Of course I asked for an explanation, and with all the technical terms left out, this is about what I learned: "These trees are probably forty million years old!

None of them grew here. This is proved in several ways: there are few roots or

branches and little bark."

The ranger saw me touch the outside of a log that was covered with what looked

to me like perfectly good bark! He smiled.

"Yes, I know that looks like bark, but it is merely an outside crust of melted sand, et cetera, that formed on the logs as they rolled around in the water."

"Water?" I certainly hadn't seen any water around the Petrified Forest.

"Yes, water. This country, at one time, was an arm of the Pacific Ocean, and was drained by some disturbance which brought the Sierra Mountains to the surface.

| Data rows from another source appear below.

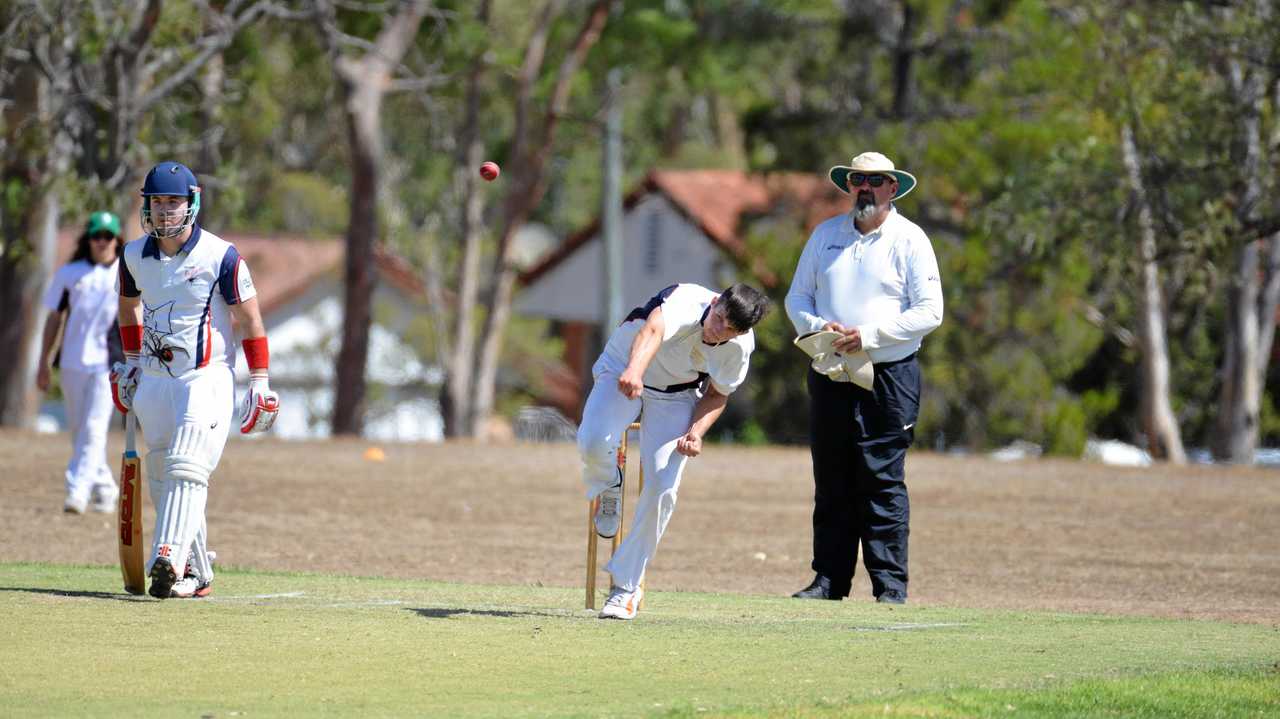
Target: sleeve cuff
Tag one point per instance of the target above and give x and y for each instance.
(869, 337)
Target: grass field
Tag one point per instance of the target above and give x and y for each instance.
(273, 644)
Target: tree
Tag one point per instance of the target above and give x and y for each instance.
(533, 141)
(364, 82)
(1253, 291)
(78, 83)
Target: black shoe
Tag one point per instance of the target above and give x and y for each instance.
(163, 577)
(891, 596)
(818, 589)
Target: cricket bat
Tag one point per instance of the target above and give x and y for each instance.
(129, 512)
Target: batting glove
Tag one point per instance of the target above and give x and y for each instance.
(260, 407)
(124, 384)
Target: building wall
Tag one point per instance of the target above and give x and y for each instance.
(661, 247)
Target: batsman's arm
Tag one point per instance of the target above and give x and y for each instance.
(131, 326)
(250, 319)
(643, 348)
(705, 412)
(248, 316)
(48, 347)
(261, 406)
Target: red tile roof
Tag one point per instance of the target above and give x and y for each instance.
(716, 201)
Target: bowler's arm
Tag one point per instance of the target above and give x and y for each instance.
(705, 412)
(643, 348)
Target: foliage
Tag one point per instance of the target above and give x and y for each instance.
(1009, 111)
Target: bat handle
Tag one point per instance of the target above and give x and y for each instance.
(131, 434)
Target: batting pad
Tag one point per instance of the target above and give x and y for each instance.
(179, 518)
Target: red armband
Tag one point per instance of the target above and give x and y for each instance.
(131, 339)
(256, 355)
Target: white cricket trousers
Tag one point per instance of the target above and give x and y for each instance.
(184, 424)
(666, 418)
(88, 416)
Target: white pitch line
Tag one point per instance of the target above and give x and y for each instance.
(256, 596)
(908, 627)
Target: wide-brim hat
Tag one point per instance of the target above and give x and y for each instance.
(103, 221)
(873, 164)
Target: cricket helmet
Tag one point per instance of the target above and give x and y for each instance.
(170, 179)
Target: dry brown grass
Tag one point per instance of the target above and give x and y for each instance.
(1193, 541)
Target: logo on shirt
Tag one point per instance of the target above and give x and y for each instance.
(158, 328)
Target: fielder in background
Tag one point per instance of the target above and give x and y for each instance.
(179, 287)
(677, 358)
(83, 294)
(872, 276)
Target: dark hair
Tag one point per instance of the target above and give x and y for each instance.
(82, 248)
(744, 306)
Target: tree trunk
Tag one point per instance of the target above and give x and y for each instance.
(456, 399)
(1244, 357)
(365, 141)
(904, 58)
(524, 195)
(364, 83)
(28, 227)
(1164, 439)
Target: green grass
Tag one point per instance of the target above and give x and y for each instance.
(269, 644)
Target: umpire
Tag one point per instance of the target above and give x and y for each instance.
(872, 276)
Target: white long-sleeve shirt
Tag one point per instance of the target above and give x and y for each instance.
(885, 283)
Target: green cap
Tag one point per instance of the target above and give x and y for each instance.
(100, 221)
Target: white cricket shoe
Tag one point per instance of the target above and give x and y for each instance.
(74, 504)
(104, 498)
(608, 512)
(190, 587)
(622, 604)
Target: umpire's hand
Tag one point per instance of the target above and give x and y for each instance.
(690, 445)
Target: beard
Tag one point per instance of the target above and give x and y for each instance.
(864, 206)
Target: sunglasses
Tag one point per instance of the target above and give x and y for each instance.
(874, 181)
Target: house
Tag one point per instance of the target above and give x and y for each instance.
(300, 285)
(677, 227)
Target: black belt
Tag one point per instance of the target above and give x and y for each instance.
(681, 387)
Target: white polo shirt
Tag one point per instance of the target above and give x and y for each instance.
(885, 283)
(87, 291)
(186, 298)
(682, 356)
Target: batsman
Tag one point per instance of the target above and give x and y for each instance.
(179, 288)
(672, 362)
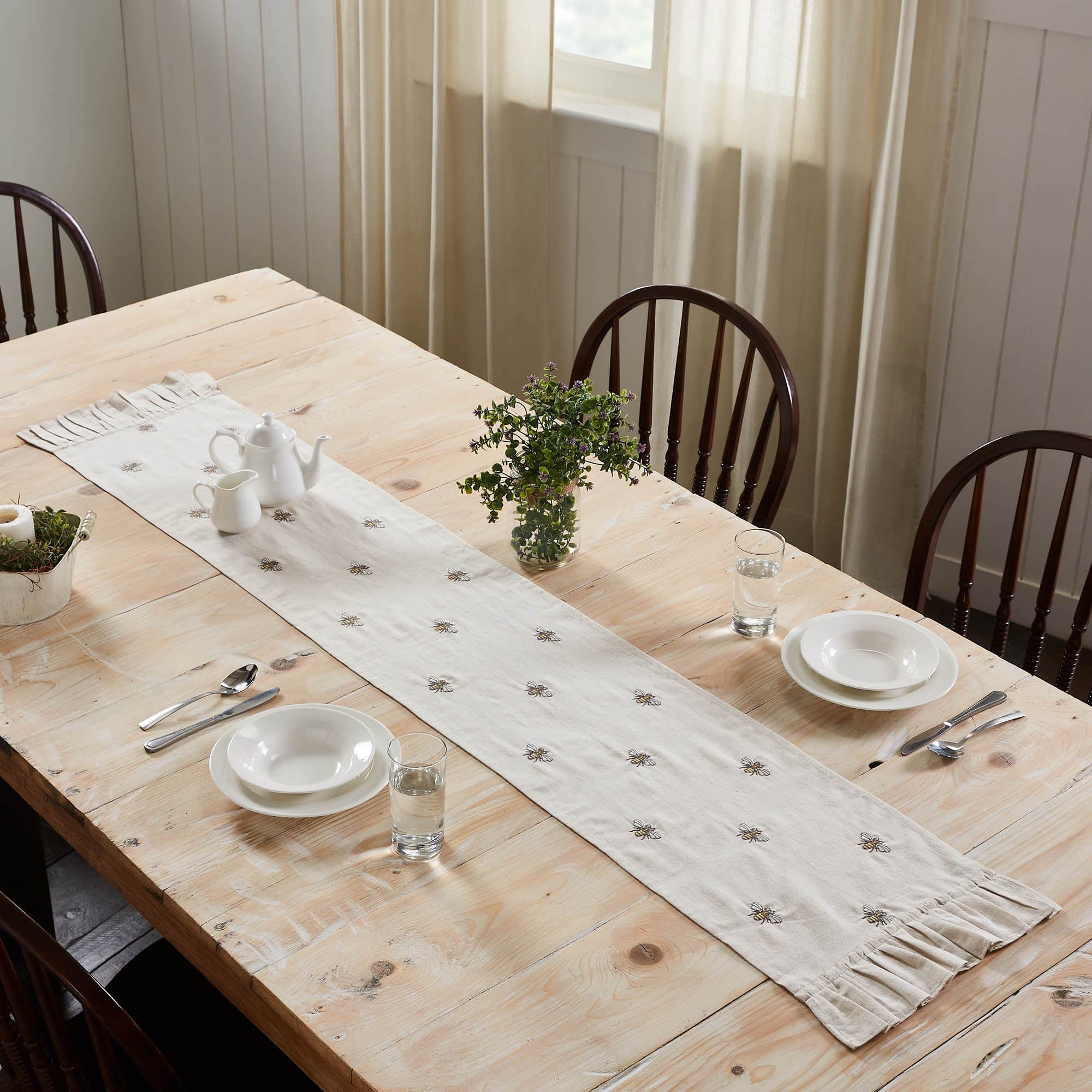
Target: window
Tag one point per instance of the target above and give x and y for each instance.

These logs grew probably a thousand miles north of here and were brought here

in a great flood. They floated around for centuries perhaps, and were thoroughly impregnated with the mineral water, doubtless hot water. When the drainage took place, they were covered by silt and sand to a depth of perhaps two thousand feet. Here the petrifaction took place. Silica was present in great quantities. Manganese and iron provided the coloring matter, and through pressure these chemicals were forced into the grain of the wood, which gradually was absorbed and its cell structure replaced by ninety-nine per cent silica and the other per cent iron and manganese. Erosion brought what we see to the top. We

have reason to believe that the earth around here covers many thousand more."

After that all soaked in I asked him what the beautiful crystals in purple and amber were. These are really amethysts and topazes found in the center of the logs. Formed probably by resin in the wood, these jewels are next hardest to diamonds and have been much prized. One famous jeweler even had numberless

logs blown to splinters with explosives in order to secure the gems.

The wood is very little softer than diamond, and polishes beautifully for jewelry, book-ends, and table tops. The ranger warned us against taking any samples from the Reserve.